Dans un texte récent, le pape Francois écrit à propos de la confession et des confesseurs : « Quand un fidèle vient se confesser, les confesseurs ne lui poseront pas de questions impertinentes, mais, comme le père de la parabole du Fils prodigue, ils interrompront le discours préparé par le fils : ils sauront accueillir dans le coeur du pénitent l’appel à l’aide et à la demande de pardon ».
En d’autres termes, le confesseur ne laissera pas le fidèle terminer la liste de tous les péchés qu’il a pu préparer et lui dira très vite que le pardon demandé est déjà donné.
Cela s’oppose évidemment un peu à la règle qui dit qu’un pénitent devrait confesser tous ses péchés, sans en oublier un seul, ce que moi-même d’ailleurs je n’ai jamais su ou pu faire.

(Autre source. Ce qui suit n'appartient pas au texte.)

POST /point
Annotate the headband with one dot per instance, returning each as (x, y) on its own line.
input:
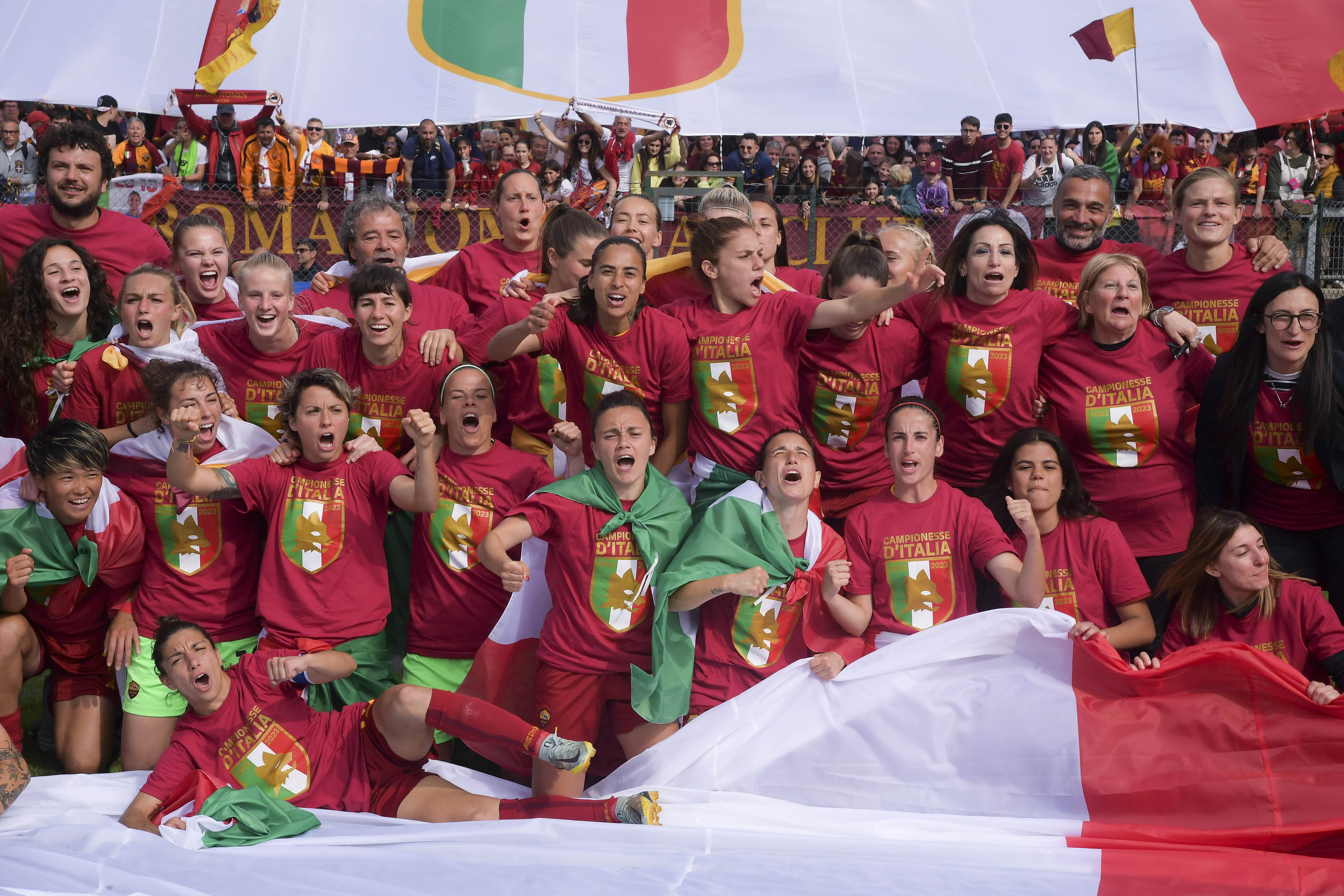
(464, 366)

Le pape, je crois, veut signifier que la démarche de pénitence et de réconciliation que fait un fidèle doit être d’abord une démarche d’amour. Le pénitent vient dire ses manques d’amour, mais surtout il vient chercher, il vient comme quémander l’amour que Dieu a déjà pour lui, cet amour, cette miséricorde qui donne sans compter.

Le fils prodigue de la parabole n’a pas eu le temps de prononcer la phrase qu’il a préparée.
Dans l’évangile d’aujourd’hui la femme dite pécheresse n’a pas préparé de phrase, ni d’aveu. Elle vient seulement avec des gestes, gestes qui paraissent inappropriés au pharisien, mais gestes profonds, pour dire à Jésus sa confiance, son affection, pour dire aussi combien elle a besoin d’être vraiment aimée.
C’est ce que dit Jésus : « Elle a montré beaucoup d’amour. »

Au pharisien, Jésus dit : « Tu vois cette femme ». Il oblige Simon à regarder autrement la femme dont il désapprouve les gestes et la présence : c’est ce fameux regard de Jésus qui change tout.

Par la parabole des deux débiteurs, celui qui devait 500 et l’autre qui devait 50, Jésus oblige Simon à reconnaître que lui aussi a besoin qu’une dette lui soit remise, que lui non plus il ne sait pas mieux aimer que d’autres.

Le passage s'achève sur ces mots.